Café a Dois

Naquela tarde, estavas tu sentada, naquele mesmo canto do café, e pausadamente o tomavas, quando deste pelo olhar dele. Já sabias quem ele era, e já antes tinhas reparado naquele olhar, aquele olhar que te parecia penetrar o Coração, e que te deixava com uma certa ansiedade.

Mas, nesse dia, também tu notaste algo diferente no olhar dele. Aquele olhar que tantos cafés te tinham feito tomar, nesse dia, parecia outro. E isso arrepiou-te... Sentiste uma pequena brisa atravessar-te levemente o corpo, e ainda pensaste que poderia ser algum sinal, mas rapidamente largaste os teus pensamentos, e concentraste-te novamente naquele olhar.

Enquanto olhavas, timidamente, pelo canto do olho, reparaste que o olhar se desviara. Levantou-se e começou a caminhar no teu sentido.

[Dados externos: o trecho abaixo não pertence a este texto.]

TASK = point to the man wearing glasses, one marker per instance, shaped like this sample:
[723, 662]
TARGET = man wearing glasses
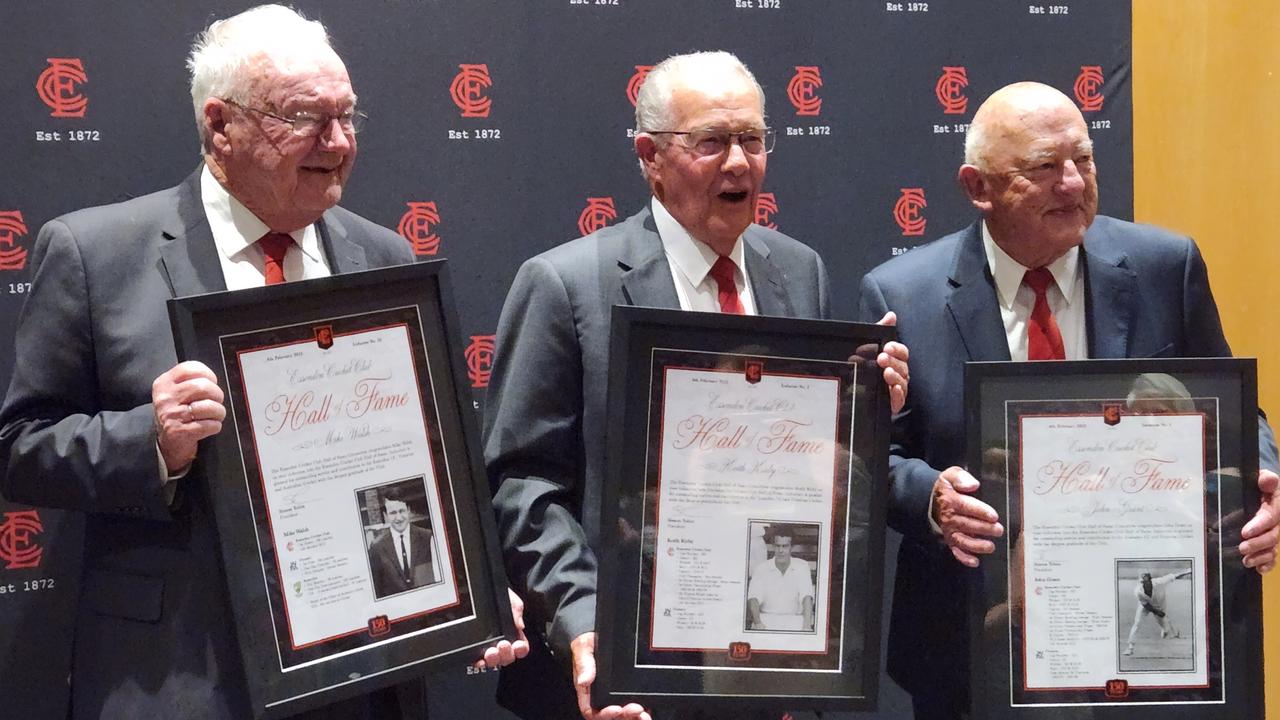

Nesse momento sentiste um tremor de terra dentro ti mesma, e sem dares por isso escorreu-te, levemente, uma gota pela testa. Sentiste ainda um calor tremendo, e parecia que tinhas o coração a arder, e quanto mais ele se aproximava, mais derreteste…

A tua alma ia-se derretendo, silenciosamente, enquanto te crescia uma tremenda ânsia. Não sabias o que fazer, nem o que dizer, e então num pequeno instante lembraste-te de tentar-te refrescar, atirando-te para o fundo do café. Desviando, fixamente o olhar para a outra ponta do café, como quem não queria a coisa. Tentado enganar-te a ti mesma, e ao mesmo tempo, ganhar algum tempo…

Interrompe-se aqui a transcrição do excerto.